Максим уехал утром, пока я спала. Он настолько вымотал меня, что я просто не услышала, как он ушел, а когда вскочила с постели машина уже отъехала от дома. В сотовом пиликнула смска:

«Когда проснешься, не забудь, кем надо дышать. Не тоскуй, я скоро вернусь»

И еще одна ровно через минуту:

«Я передумал – тоскуй».

Улыбнулась и нырнула снова в постель, довольно потягиваясь, как сытая кошка. Впервые после его отъезда я проспала почти весь день.

Глава 2. Андрей

За несколько дней до описанных в 1 главе событий

– Здравствуйте, Андрей. Давненько вы к нам не заезжали. Очень рады видеть…

Продавец цветочного магазина расплылась в улыбке и шагнула к корзине с белыми лилиями. Она знала, что я возьму именно их, знала даже точное количество. Я всегда покупал цветы только здесь на протяжении нескольких лет.
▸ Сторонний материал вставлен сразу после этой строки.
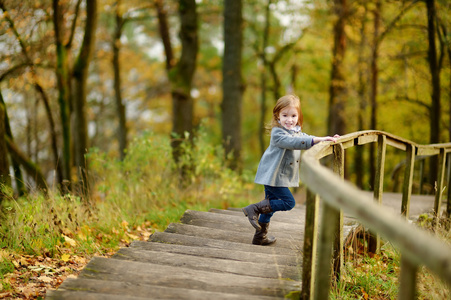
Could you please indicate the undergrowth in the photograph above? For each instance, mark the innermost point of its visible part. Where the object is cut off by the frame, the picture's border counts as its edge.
(130, 200)
(376, 276)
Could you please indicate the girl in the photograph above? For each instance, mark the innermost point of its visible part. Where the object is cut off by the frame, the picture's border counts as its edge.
(279, 166)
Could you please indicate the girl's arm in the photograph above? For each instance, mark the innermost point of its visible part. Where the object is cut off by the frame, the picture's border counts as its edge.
(318, 139)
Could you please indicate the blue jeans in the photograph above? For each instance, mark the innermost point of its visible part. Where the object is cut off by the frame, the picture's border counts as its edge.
(280, 199)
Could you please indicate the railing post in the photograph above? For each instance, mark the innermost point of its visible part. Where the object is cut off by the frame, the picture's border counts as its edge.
(407, 279)
(420, 191)
(408, 177)
(448, 206)
(310, 245)
(325, 246)
(439, 186)
(379, 183)
(338, 256)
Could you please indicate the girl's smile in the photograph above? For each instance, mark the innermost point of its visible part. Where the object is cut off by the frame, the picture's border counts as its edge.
(288, 117)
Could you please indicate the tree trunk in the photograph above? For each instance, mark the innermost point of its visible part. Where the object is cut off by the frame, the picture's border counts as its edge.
(337, 90)
(374, 92)
(31, 168)
(40, 90)
(120, 106)
(5, 179)
(62, 77)
(435, 115)
(164, 34)
(20, 183)
(362, 92)
(80, 76)
(181, 76)
(263, 80)
(232, 85)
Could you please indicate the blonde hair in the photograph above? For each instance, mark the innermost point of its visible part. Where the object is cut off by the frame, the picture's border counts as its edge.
(283, 102)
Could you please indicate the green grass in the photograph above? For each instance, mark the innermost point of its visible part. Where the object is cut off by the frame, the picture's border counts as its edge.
(130, 200)
(369, 276)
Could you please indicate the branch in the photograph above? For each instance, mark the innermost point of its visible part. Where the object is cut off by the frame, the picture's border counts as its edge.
(395, 20)
(73, 26)
(31, 168)
(13, 28)
(414, 101)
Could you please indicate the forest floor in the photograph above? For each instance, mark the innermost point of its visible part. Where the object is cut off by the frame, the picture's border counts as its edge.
(32, 276)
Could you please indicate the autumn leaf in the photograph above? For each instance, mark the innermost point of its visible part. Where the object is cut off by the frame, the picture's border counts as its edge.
(45, 279)
(65, 257)
(68, 241)
(365, 295)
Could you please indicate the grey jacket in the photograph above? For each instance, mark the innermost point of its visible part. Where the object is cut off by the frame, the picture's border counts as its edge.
(279, 165)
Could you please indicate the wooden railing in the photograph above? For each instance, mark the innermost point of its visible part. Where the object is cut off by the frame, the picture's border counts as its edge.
(323, 251)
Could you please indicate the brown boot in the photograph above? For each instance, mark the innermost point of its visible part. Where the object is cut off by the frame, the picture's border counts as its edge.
(261, 236)
(254, 210)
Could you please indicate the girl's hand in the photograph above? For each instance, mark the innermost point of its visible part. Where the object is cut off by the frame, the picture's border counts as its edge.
(326, 139)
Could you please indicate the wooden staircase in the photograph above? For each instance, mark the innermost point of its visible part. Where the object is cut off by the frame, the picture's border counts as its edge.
(208, 255)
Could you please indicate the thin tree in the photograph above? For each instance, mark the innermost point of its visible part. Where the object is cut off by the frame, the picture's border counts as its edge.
(232, 84)
(337, 90)
(120, 106)
(63, 77)
(181, 73)
(362, 92)
(378, 38)
(435, 117)
(80, 76)
(37, 85)
(5, 179)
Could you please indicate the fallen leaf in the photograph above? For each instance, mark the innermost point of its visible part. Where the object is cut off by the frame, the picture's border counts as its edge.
(65, 257)
(69, 241)
(45, 279)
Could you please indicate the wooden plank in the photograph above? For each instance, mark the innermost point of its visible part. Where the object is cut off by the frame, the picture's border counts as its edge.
(379, 183)
(338, 255)
(310, 245)
(408, 179)
(224, 254)
(407, 279)
(240, 220)
(294, 216)
(325, 246)
(294, 232)
(264, 269)
(396, 143)
(448, 207)
(439, 187)
(87, 289)
(366, 139)
(417, 245)
(427, 150)
(180, 239)
(168, 276)
(225, 235)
– Здравствуйте-здравствуйте. Я тоже так решил, поэтому и заехал. Нельзя нарушать традиции.

Она опять улыбнулась в ответ, отбирая 15 веток и, перевязав их белой лентой, протянула мне.

– Вам ведь, как всегда? Еще одна традиция?

– Совершенно верно. Спасибо, Наташа. Цветы великолепны, как, впрочем, и всегда.

– Спасибо, Андрей. Иногда мне даже кажется, что они ждут именно вас. Хорошего дня вам…

– И вам всего доброго…

Я вышел из помещения и знал, что они сейчас будут шушукаться со своей помощницей.

“Есть же бабы шустрые. Где бы нам такой “экземпляр” отхватить? Мало того, что денег валом, да еще и на братка не похож, хотя видно, что «из этих».

Людям всегда кажется, что они видят нас насквозь. Они моментально придумывают нам биографию, наделяют качествами, которые им хотелось бы, чтоб у нас были, и свято верят, что все именно так.

Всего несколько вещей способны ввести их в заблуждение: наша одежда, манера разговаривать и тембр голоса. Нужное сочетание всегда дает необходимый эффект.

Вот и сейчас я чувствовал, как они смотрят мне вслед, с нотами зависти и злорадства думая о том, кому «так повезло» и почему на ее месте не одна из них.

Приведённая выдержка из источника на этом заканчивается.